1/10
Stay out of my head!
16 January 2020
The directors of Let The Corpses Tan -- Hélène Cattet and Bruno Forzani -- are more preoccupied with arty shots, clever editing, moments of surreality, and fancy camerawork than in telling a decent story. It's as though the film-makers crawled inside my head, discovered everything I hate about arthouse cinema, and put it all into this one movie. At times, the pretentiousness is so extreme that it feels like a pastiche of arthouse, although I'm fairly certain that this is not the case: no-one in their right mind would waste the time, money and effort to do that.

At the core of the film is a classic 'heist gone wrong' scenario, a group of armed robbers making their way to a remote hideout after stealing a fortune in gold bullion, where greed, betrayal and a stubborn cop causes problems.
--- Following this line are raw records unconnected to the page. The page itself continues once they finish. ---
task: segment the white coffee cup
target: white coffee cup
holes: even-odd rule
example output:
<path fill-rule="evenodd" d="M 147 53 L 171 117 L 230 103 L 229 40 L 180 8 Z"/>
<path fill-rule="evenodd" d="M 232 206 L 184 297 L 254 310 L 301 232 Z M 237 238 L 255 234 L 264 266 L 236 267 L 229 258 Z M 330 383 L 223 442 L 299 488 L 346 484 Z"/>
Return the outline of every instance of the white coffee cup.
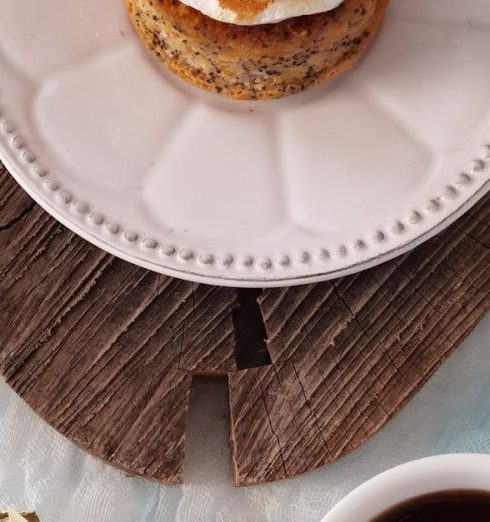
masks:
<path fill-rule="evenodd" d="M 349 493 L 322 522 L 369 522 L 411 498 L 454 489 L 490 492 L 490 455 L 439 455 L 402 464 Z"/>

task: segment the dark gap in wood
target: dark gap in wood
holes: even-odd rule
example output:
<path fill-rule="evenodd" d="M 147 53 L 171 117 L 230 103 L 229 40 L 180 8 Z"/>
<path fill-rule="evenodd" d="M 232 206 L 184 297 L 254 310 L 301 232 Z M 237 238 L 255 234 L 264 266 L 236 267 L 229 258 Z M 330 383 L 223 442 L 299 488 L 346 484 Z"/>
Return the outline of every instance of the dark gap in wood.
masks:
<path fill-rule="evenodd" d="M 239 370 L 271 364 L 267 333 L 257 299 L 263 290 L 237 288 L 238 306 L 233 310 L 235 360 Z"/>
<path fill-rule="evenodd" d="M 185 439 L 184 482 L 230 483 L 228 376 L 192 376 Z"/>

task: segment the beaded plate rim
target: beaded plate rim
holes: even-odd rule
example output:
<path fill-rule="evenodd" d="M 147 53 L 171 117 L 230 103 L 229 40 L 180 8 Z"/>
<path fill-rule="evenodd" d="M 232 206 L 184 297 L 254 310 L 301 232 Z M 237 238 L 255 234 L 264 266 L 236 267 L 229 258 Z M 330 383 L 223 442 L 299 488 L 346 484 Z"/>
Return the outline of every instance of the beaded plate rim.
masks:
<path fill-rule="evenodd" d="M 5 83 L 8 84 L 8 78 Z M 37 143 L 28 124 L 25 129 L 18 124 L 23 120 L 13 109 L 15 90 L 10 96 L 12 103 L 0 85 L 0 160 L 37 203 L 76 234 L 113 255 L 156 272 L 201 283 L 288 286 L 352 274 L 415 248 L 453 223 L 490 191 L 490 136 L 485 135 L 474 140 L 475 152 L 467 150 L 468 159 L 455 167 L 454 173 L 443 173 L 436 189 L 426 191 L 401 217 L 386 218 L 379 228 L 370 225 L 367 230 L 357 230 L 354 237 L 340 237 L 331 244 L 325 244 L 328 240 L 324 242 L 320 237 L 306 249 L 301 248 L 299 238 L 295 244 L 286 241 L 276 245 L 272 252 L 260 252 L 266 248 L 250 248 L 240 254 L 227 248 L 218 252 L 217 246 L 207 250 L 192 242 L 178 244 L 169 234 L 155 237 L 158 233 L 154 236 L 138 227 L 125 228 L 113 220 L 110 211 L 101 212 L 91 204 L 90 194 L 84 200 L 67 190 L 63 176 L 58 176 L 43 158 L 50 157 L 50 149 Z M 472 143 L 469 145 L 473 147 Z"/>
<path fill-rule="evenodd" d="M 402 237 L 409 227 L 419 226 L 424 221 L 427 213 L 433 215 L 439 213 L 440 219 L 436 223 L 423 231 L 412 240 L 387 249 L 382 254 L 369 257 L 333 270 L 312 272 L 302 275 L 290 275 L 285 277 L 274 277 L 272 274 L 279 267 L 284 270 L 293 264 L 292 259 L 296 259 L 298 264 L 308 264 L 312 252 L 303 251 L 296 258 L 294 255 L 282 255 L 276 260 L 262 258 L 255 260 L 252 256 L 249 259 L 240 259 L 227 254 L 225 256 L 215 256 L 212 253 L 197 253 L 190 249 L 179 249 L 174 245 L 161 245 L 158 241 L 148 238 L 141 232 L 123 229 L 119 224 L 112 223 L 102 214 L 92 209 L 88 204 L 77 200 L 72 194 L 64 190 L 56 177 L 48 172 L 38 159 L 36 154 L 28 146 L 17 132 L 17 128 L 12 119 L 7 118 L 5 110 L 0 106 L 0 160 L 3 161 L 7 170 L 19 183 L 19 185 L 39 204 L 44 210 L 51 214 L 55 219 L 67 226 L 76 234 L 87 241 L 95 244 L 107 252 L 125 259 L 126 261 L 138 264 L 143 268 L 160 272 L 166 275 L 188 279 L 191 281 L 218 284 L 223 286 L 287 286 L 295 284 L 313 283 L 327 279 L 333 279 L 349 275 L 367 268 L 376 266 L 385 261 L 393 259 L 409 250 L 412 250 L 421 243 L 427 241 L 451 223 L 456 221 L 461 215 L 468 211 L 478 202 L 487 192 L 490 191 L 490 141 L 484 144 L 482 152 L 474 159 L 467 169 L 456 176 L 454 183 L 447 185 L 441 190 L 440 194 L 434 195 L 426 204 L 425 209 L 414 210 L 408 220 L 397 221 L 391 227 L 391 234 L 395 237 Z M 485 176 L 482 186 L 475 190 L 475 177 Z M 37 189 L 35 188 L 37 187 Z M 57 205 L 49 200 L 47 194 L 54 194 L 57 198 Z M 444 201 L 461 200 L 461 204 L 449 214 L 443 212 Z M 60 208 L 64 209 L 64 213 Z M 126 248 L 132 248 L 132 253 L 128 254 L 125 249 L 118 246 L 115 241 L 103 239 L 96 231 L 102 227 L 108 233 L 108 237 L 118 238 L 125 243 Z M 372 238 L 375 242 L 389 243 L 389 238 L 385 232 L 375 231 Z M 352 248 L 369 252 L 369 242 L 360 238 L 354 242 Z M 153 253 L 155 260 L 149 261 L 147 258 L 138 255 L 143 250 L 145 253 Z M 331 252 L 335 252 L 332 254 Z M 323 249 L 318 256 L 328 262 L 332 255 L 347 259 L 349 257 L 349 247 L 338 245 L 335 249 Z M 177 267 L 164 264 L 165 258 L 178 258 L 186 267 Z M 201 271 L 192 270 L 191 265 L 199 263 Z M 244 265 L 254 271 L 255 277 L 247 277 L 247 274 L 206 275 L 203 270 L 212 266 L 214 263 L 220 264 L 224 270 L 230 271 L 234 265 Z M 241 277 L 240 277 L 241 276 Z"/>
Many a great film has been made with similar material, but Cattet and Forzani's showy treatment and extremely offbeat visuals make this a totally confusing chore from start to finish. There are lots of close-ups of eyes and gun barrels, annoying out of sequence scenes and multiple different viewpoints of the same action, plus tons of bizarre moments that are never explained: ants crawling on an aerial photo of the hideout, a silhouetted naked woman who pees on a man's head, a lady having her dress machine-gunned off, and gold that turns into liquid when hit by bullets. The last half an hour or so consists of choppily edited gunfire, all shot so as to make it impossible to work out who is firing at who.

1/10. Hifalutin drivel of the worst kind.